In Mülheim war im vergangenen Jahr jede vierte Bestattung eine anonyme. Da sucht die Trauer nach Orten.

Sterben zu müssen, das ist für jeden Menschen Gewissheit. Doch was nach dem Tod geschieht, ist ungewiss. Zumindest das Meiste. Sicher scheint: Es wird Menschen geben, die um einen trauern und mir einen würdigen Abschied bereiten werden. Eine Sicherheit, die nicht alle Menschen haben.
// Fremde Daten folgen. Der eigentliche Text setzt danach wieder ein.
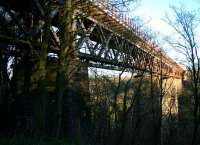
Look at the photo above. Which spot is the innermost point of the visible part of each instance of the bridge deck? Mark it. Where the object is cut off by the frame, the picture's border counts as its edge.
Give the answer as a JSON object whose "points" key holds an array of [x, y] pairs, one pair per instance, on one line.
{"points": [[110, 18]]}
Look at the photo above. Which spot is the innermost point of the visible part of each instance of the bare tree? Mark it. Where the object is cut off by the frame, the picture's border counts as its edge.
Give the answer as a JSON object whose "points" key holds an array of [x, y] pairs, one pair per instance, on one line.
{"points": [[185, 23]]}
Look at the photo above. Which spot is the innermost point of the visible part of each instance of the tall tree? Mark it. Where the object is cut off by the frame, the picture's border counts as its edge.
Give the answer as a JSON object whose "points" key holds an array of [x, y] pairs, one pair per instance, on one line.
{"points": [[186, 23]]}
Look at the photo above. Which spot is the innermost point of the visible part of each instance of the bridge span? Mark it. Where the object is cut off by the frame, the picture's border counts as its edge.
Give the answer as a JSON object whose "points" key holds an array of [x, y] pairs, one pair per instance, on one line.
{"points": [[109, 39]]}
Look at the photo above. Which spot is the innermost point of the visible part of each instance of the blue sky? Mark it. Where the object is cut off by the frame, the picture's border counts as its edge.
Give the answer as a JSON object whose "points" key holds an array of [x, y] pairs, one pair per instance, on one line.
{"points": [[154, 11]]}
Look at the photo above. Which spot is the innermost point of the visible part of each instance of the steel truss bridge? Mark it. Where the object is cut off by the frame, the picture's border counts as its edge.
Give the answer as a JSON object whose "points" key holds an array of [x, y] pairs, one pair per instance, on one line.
{"points": [[108, 39]]}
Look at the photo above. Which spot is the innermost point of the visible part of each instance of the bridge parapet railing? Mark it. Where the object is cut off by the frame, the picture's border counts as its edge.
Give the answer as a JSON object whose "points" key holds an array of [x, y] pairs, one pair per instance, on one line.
{"points": [[117, 14]]}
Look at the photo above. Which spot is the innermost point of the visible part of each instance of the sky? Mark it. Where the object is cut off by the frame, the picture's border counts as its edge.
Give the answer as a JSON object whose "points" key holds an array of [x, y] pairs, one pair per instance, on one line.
{"points": [[153, 12]]}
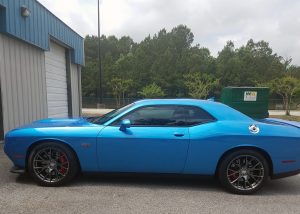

Durchschnittlich etwa 60 Mülheimer sterben jedes Jahr, ohne das es jemanden gibt, der sich um diesen würdigen Abschied kümmert. In diesen Fällen wird die Bestattung durch das Ordnungsamt durchgeführt. „Die Kosten übernimmt dann die Stadt”, erklärt Stadtsprecher Volker Wiebels. 2100 Euro koste die Kommune jede solche Beisetzung. Beerdigt werden diese Bürger auf dem Altstadtfriedhof, ohne Name, ohne Stein und in der Vergangenheit auch ohne Gedenkfeier. Ein Zustand, den sowohl Kirchen als auch die Stadt nicht länger hinnehmen wollten. Schließlich seien ja auch diese Menschen ein Teil unserer Stadt gewesen.

Um diesen Menschen zu gedenken, sollte daher ein ökumenischer Gottesdienst abgehalten werden. Am 9. September fand zum ersten Mal ein solcher statt. Die Hoffnung, der Gottesdienst würde Nachbarn oder ehemalige Arbeitskollegen erreichen, habe sich durchaus als berechtigt erwiesen, erzählt Anika Lante vom Evangelischen Kirchenkreis. „Es waren definitiv auch Gesichter in der Kirche, die dort sonst nicht zu sehen sind.” Auch die Stadt sei glücklich, dieses Projekt in die Tat umgesetzt zu haben, erklärt Stadtsprecher Volker Wiebels. Die Stadt sei dementsprechend auch zukünftig an der Fortführung dieser Gedenkfeiern interessiert. Stattfinden sollen die Gottesdienste alle vier Monate, jeweils abwechselnd in der Petrikirche und in St. Mariä Geburt auf dem Kirchenhügel.

Aber nicht nur Bürger ohne Angehörige oder Freunde werden ohne Name beigesetzt. Oft fällt die Entscheidung für eine anonyme Bestattung schon vor dem Tod. 315 anonym Bestattete hat es letztes Jahr in Mülheim gegeben. Das sind nahezu 20 % aller Beisetzungen.

Doch für viele Angehörige werde die fehlende Grabstelle mit der Zeit zum Problem, erklärt Wolfgang Rosenberger, Gärtnermeister und Teamleiter beim Amt für Grünflächenmanagement und Friedhofswesen. „Wenn jemand zu mir kommt, um über eine anonyme Bestattung zu reden, frage ich zunächst, ob er diesen Wunsch mit den engsten Angehörigen besprochen hat.” Man müsse bedenken, dass eine solche Entscheidung häufig unumkehrbar sei und für manche Angehörige eine langfristige Belastung darstelle.

Grundsätzlich käme eine nachträgliche Umbettung nur im Fall einer Urnenbestattung in Frage, sagt Brunhilde Stiefken, Leiterin des Bereichs Friedhofswesen in der Stadtverwaltung. „Dass einige Menschen Probleme mit den anonymen Grabflächen haben, sieht man schon an den vielen Gestecken, die dort liegen, aber eigentlich nichts zu suchen haben.”